Revoke entitlement

Revoke a previously granted entitlement.

Source src/operations/entitlements.ts#L64-L86 · revokeEntitlementsrc/operations/registry.ts#L52

Revoke entitlement

revokeEntitlement removes a user's ownership of a SKU — the mirror of grantEntitlement. Ownership is a record, not a balance. No money moves, and the ledger is untouched.

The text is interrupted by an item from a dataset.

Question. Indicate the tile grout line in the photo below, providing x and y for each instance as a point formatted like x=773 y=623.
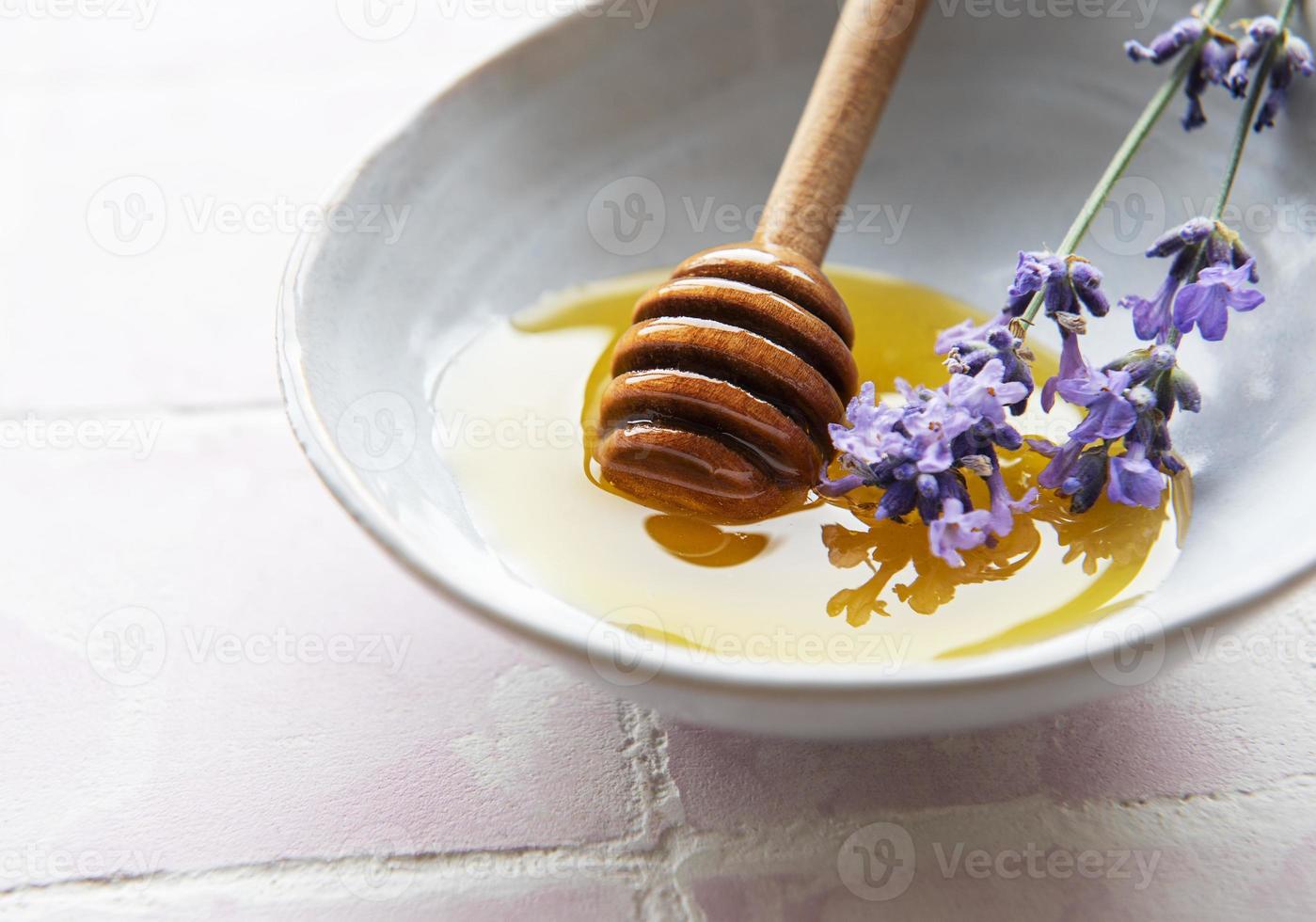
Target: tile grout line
x=604 y=860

You name the user and the SKU, and optionally a reason for the audit trail:

const outcome = await economy.submit({
  kind: "revokeEntitlement",
  idempotencyKey: "idem_revoke_1",
  actor: { kind: "system", service: "fulfillment" },
  userId: "usr_owner",
  sku: "wrld_pass",
  reason: "chargeback",
});
// → outcome.status === "committed"

Once this commits, read.entitled("usr_owner", "wrld_pass") returns false. Any UI that gates access on that SKU stops granting it.

Parameters

The payload is one revokeEntitlement variant of Operation, tagged by kind. The fields:

FieldTypeDefaultDescription
kind"revokeEntitlement"Selects this operation.
idempotencyKeystringMakes a retried request run at most once; a repeat with the same key returns the earlier result. See idempotency.
actorPrincipalWho is asking. Must be system or operator — see Authorization.
userIdstringThe user losing ownership. A blank or whitespace-only value throws.
skustringThe item or feature code to revoke, such as "wrld_pass". A blank or whitespace-only value throws.
reasonstring— (omitted)Optional note for the audit trail.

Returns

revokeEntitlement returns an Outcome:

  • committed — the user owned the SKU and the ownership record was dropped.
  • duplicate — a request with the same idempotencyKey already ran; the earlier transaction is returned unchanged.
  • rejected — the user did not own the SKU. The only RejectionCode here is NOT_ENTITLED.

The committed transaction is a lifecycle marker. It carries a fresh id and commit time. Its legs and links lists are empty, because nothing posted to the ledger.

Postings

None. Entitlements track ownership, not value. So revokeEntitlement writes no double-entry posting and touches no account.

The handler drops the ownership record through unit.entitlements.revoke. The returned transaction exists only because a committed outcome must carry one; its leg and link lists are empty.

Authorization

revokeEntitlement is platform-initiated only. An end user (actor.kind === "user") may never run it — see actors and authorization.

A revoke names an arbitrary userId the caller need not own. It also posts no debit the ownership check could catch. So it is gated up front: only a system service or a human operator may call it.

A user actor is declined with an UNAUTHORIZED fault before any work begins.

Reason codes

revokeEntitlement returns one RejectionCode:

CodeWhen
NOT_ENTITLEDThe user does not currently own sku, so there is nothing to revoke.

The rejection carries the userId and sku in its detail, so the caller knows which ownership check came back empty.

A blank or whitespace-only userId or sku is not a rejection — it throws a MALFORMED_OPERATION fault. A blank user would revoke ownership against a phantom user, and a blank SKU against nothing. So a malformed request surfaces as a client error rather than a silent NOT_ENTITLED.

Preconditions and invariants

The handler checks ownership before it revokes. It calls entitlements.owns(userId, sku) and returns NOT_ENTITLED when the user does not hold the SKU. A revoke of something never granted is therefore a clean decline, not an error.

Revoking is idempotent through the idempotencyKey. A retry under the same key returns the first result as duplicate rather than re-running. So a revoke applies at most once per key, even under retries.

The ledger's money invariants — conservation, no-overdraft, and backing — are unaffected, because this operation moves no money.